A Modified Finite Control Set Model Predictive Control for 3L−NPC Grid−Connected Inverters Using Virtual Voltage Vectors

Abstract

In order to improve the performance of a 3−level neutral point clamped (3L−NPC) grid−connected inverter with finite control set model predictive control (FCS−MPC), this paper proposes a modified FCS−MPC algorithm based on the rearranged control set (MFCS−MPC). By adding synthetic virtual voltage vectors to rearrange the finite control set (FCS) of the 3L−NPC inverter, the frequency spectrum of output leg voltage becomes concentrated, which is benefited for decreasing total harmonic distortion (THD) of grid currents and makes it easier to design output filters for the grid−connected inverter. Moreover, based on switching state sequences of virtual voltage vectors, the modified predictive model of the proposed method is established considering capacitor voltage difference.
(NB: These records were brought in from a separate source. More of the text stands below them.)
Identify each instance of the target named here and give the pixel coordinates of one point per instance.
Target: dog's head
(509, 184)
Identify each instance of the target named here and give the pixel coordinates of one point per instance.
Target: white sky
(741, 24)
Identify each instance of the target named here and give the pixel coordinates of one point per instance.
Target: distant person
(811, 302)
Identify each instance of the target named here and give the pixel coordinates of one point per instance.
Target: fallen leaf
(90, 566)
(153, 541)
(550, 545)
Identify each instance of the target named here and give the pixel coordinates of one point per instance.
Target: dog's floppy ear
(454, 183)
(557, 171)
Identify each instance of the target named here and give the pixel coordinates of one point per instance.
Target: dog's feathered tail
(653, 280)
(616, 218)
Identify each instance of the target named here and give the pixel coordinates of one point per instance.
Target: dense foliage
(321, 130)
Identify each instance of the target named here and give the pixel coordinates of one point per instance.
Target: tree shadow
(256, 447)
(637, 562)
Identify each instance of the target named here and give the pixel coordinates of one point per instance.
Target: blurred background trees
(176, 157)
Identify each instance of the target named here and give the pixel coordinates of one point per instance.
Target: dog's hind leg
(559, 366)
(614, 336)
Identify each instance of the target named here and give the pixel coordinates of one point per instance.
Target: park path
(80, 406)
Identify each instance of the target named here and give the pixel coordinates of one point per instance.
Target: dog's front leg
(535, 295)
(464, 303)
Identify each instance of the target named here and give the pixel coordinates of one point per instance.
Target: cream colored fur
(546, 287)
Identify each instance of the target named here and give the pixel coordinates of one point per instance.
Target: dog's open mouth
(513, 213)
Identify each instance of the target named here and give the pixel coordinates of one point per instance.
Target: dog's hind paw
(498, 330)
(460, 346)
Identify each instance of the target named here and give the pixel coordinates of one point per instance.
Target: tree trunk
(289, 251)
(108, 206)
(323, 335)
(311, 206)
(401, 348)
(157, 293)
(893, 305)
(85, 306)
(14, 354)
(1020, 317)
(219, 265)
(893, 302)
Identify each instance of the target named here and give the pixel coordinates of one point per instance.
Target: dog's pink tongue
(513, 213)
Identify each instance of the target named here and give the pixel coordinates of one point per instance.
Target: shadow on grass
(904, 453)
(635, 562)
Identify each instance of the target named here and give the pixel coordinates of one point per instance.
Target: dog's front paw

Besides, according to the location of the reference output voltage vector, a preselection step is incorporated into MFCS−MPC to narrow the control set for predictions, which avoids evaluating all candidate voltage vectors in the control set, and hence, the online computational burden is significantly reduced. A prototype of 3L−NPC grid−connected inverter is established to validate the proposed MFCS−MPC method and the experimental results show that this method has excellent static and dynamic performance, with a low THD for a wide range of modulation indexes.